Our economic future lies to the north
Following a recent trip to Hong Kong and Singapore, NAB Group Executive, Angela Mentis, writes in The Australian that our economic future is increasingly centred on Asia.
By Angela Mentis, Group Executive, Business Banking
It’s time all of Australia realised our playing field is much bigger than we believe. The reality is it is global, but increasingly centred on Asia and its growing middle class.
Every day Australian businesses are finding more ways to move up the value chain and export our products, professional services and expertise.
Our proximity to Asia provides the Australian economy and Australian business with huge opportunities. Today there are an estimated 500 million middle class people in Asia. That figure is expected to rise to 1.7 billion by 2020 and to more than 3.2 billion by 2030 when they will account for 66% of the global middle class.
By 2050 it is estimated that Asian food imports alone will grow by US$470 billion, offering opportunities for huge growth in our agricultural exports – dairy, beef and crops.
Asia’s share of global output has increased from around 15% in 1952 to almost 30% in 2010, and it is forecast to exceed 50% by 2050.

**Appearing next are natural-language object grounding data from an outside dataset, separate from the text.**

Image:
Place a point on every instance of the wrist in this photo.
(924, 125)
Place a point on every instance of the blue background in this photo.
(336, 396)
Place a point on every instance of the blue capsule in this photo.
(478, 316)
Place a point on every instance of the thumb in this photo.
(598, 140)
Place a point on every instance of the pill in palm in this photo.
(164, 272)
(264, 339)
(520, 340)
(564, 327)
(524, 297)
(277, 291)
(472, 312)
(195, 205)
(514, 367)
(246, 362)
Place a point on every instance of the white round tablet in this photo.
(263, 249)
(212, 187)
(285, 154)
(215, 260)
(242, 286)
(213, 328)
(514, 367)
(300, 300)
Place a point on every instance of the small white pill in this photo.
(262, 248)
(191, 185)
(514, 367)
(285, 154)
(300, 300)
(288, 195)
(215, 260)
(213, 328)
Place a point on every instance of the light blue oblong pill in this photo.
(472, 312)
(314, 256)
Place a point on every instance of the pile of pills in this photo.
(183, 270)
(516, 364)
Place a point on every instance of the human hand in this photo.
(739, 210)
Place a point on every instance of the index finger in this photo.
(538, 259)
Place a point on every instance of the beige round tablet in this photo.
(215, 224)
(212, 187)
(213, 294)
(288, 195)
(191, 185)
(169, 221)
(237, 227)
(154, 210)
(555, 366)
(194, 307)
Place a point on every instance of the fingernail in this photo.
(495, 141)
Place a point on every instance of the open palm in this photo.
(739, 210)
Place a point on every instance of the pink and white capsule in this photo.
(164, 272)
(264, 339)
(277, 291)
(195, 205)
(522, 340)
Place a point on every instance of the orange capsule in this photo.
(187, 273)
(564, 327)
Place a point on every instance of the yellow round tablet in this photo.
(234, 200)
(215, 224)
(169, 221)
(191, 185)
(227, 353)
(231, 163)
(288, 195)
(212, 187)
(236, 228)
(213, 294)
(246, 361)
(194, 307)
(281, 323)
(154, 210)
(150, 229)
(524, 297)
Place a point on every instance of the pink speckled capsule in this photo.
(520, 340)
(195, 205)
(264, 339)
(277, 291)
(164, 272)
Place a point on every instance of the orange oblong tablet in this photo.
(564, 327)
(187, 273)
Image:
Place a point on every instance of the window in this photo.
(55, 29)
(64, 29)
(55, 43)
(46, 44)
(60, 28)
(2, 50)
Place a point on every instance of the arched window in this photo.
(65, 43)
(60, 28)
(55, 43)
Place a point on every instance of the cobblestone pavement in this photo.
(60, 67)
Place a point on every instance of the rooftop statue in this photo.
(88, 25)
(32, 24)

Volatility in share markets globally this week illustrates just how important China’s economy is. Investors are right to be watchful, but it is important we take a long term view. That’s because the potential is enormous.
The question we need to be asking is are we doing our best as a nation to realise that potential? Are we giving Brand Australia every chance to succeed for decades to come?
Free trade agreements are opening doors throughout the region, the falling Australian dollar is making Australian business more competitive, and technology can enable a small business to compete with a big business.
As Australia’s biggest business bank, NAB knows well the opportunity for our Australian and New Zealand customers who are facing north. About half of our Institutional Banking clients, a third of our Corporate clients and one in ten of our SME clients currently trade with Asia because of the opportunities to grow. NAB is right alongside them – as they grow, so will we.
Australia is uniquely positioned as more of Asia shifts from “build” to “grow and consume”. While resources remain critical to our future, the burgeoning Asian middle-class wants our services – Australian expertise in health, education, governance and business financial and professional services. The demand for agriculture – dairy, beef, seafood and crops – grows daily because in Asia, where food security is paramount, Brand Australia means clean, green and fresh.
Australian businesses growing north include Shepparton-based dairy manufacturer Pactum Dairy Group – part of the Freedom Foods Group – which NAB helped introduce and then develop a relationship with China’s Bright Foods and New Hope Group, resulting in a strategic supply agreement for high-quality dairy milk.
And then there’s Skybury Tropical Plantation from Far North Queensland. Skybury is experiencing growing demand for its premier single origin Arabica coffee among coffee lovers in Asia, particularly Singapore, who are attracted by the great taste and company’s green credentials.
These are just two of many Australian companies whose futures are being propelled by the Asian demand for Australian produce and expertise.
The opportunity in Asia is not limited to exports. We also view our role for Australian business and the economy as the bridge that extends both ways. Just as the trade flows shift north, increasingly the investment flows are coming south from Asia.
I was recently in Hong Kong and Singapore with major clients and institutions who are hungry for opportunities in Australia because of the long-term value. They have the capital to invest and are attracted by our natural resources, stability as a nation and economy; and in particular the huge potential pipeline of infrastructure ripe for investment – infrastructure critical to meet the needs of Melbourne and Sydney as they rapidly expand, but also to realise the potential of northern Australia.
This long-term approach our Asian clients take is something Australia’s political and business leaders must heed, and the National Reform Summit co-hosted by The Australian and Australian Financial Review on Wednesday is a show of intent. But the hard work is ahead of us. We must think and act long-term if we are to not just talk and plan for the next phase of nation building but deliver it.
In these pages last weekend, Greg Sheridan warned of the risk to Australia’s reputation as a place to do business posed by the mixed signals sent to investors through decisions such as the cancellation of contracts for the East West link in Melbourne and campaigns against the China free trade agreement. My meetings in Asia tell me these investor concerns are real.
As a nation we must recognise and remember that foreign investment brings new wealth, new opportunity and jobs. That’s why NAB submission to Infrastructure Australia’s first national infrastructure audit advocates for certainty over which projects will be developed. NAB argues that government policy needs to be formed on the back of an agreed plan of infrastructure priorities, based on transparent cost-benefit analysis. This will help realise priority projects by assuring investor confidence – confidence that is vital at a time when Australia is competing with a multitude of other developing and developed markets for capital investment.
Corporate Australia has a significant role to play in advocating for reforms to ensure Australia’s long-term infrastructure requirements are met, but this leadership must extend to our elected representatives. A bipartisan and de-politicised long-term approach has the capacity to deliver greater confidence in the infrastructure pipeline, thereby elevating Australia as a preferred destination for offshore capital.
Our future is in facing north. The potential and possibility is there for enduring growth for the prosperity of generations to come. Build Brand Australia and build our nation.